When the World Cup draw was made expectations for England were low. But all too predictably, we have allowed ourselves to ignore the numerous difficulties (facing two countries above us in the world rankings) and the hope that this time it really would be different has steadily built. Hmmm.
Something similar might be happening in public services. Poll after poll has shown that people understood that the financial hole the country found itself in 2010 would necessitate cuts in state spending.
They might not be happy about it but their expectations were set. However those expectations may now be on the rise – I recently saw some local authority research which showed that their residents believed austerity was over, and that cuts to public services were a thing of the past.
If this is a widespread view, there are big questions about how the political parties approach the next election and what they can promise – because the fact is that there is plenty more austerity to come, regardless of who wins.
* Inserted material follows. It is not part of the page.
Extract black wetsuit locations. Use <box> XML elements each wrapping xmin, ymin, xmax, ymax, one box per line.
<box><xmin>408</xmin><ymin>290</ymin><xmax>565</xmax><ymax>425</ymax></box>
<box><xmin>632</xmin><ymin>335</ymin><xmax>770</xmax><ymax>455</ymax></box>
And even if local government wins the argument that it has borne more than its fair share of the pain to date, it is hard to believe it will escape further cuts altogether. So councils too may be facing rising expectations with declining resources.
Part of the answer will be contracting services with external partners (of whatever flavour). Many commentators (including ourselves) have spoken about the skills needed to successfully commission and procure those contracts, but that’s not the whole story.
Rather less discussed is how to successfully manage those contracts – to ‘hold their feet to the fire’ as one s151 officer put it to me. But it is absolutely essential if delivery has any chance of matching expectations. To coin a phrase, a contract isn’t worth the paper it’s written on if no-one is enforcing it.
By the time you read this, my expectation is that (secretly relieved) England players will be on their way home. For politicians both national and local, re-equating expectations and delivery may take more than 270 minutes of pain.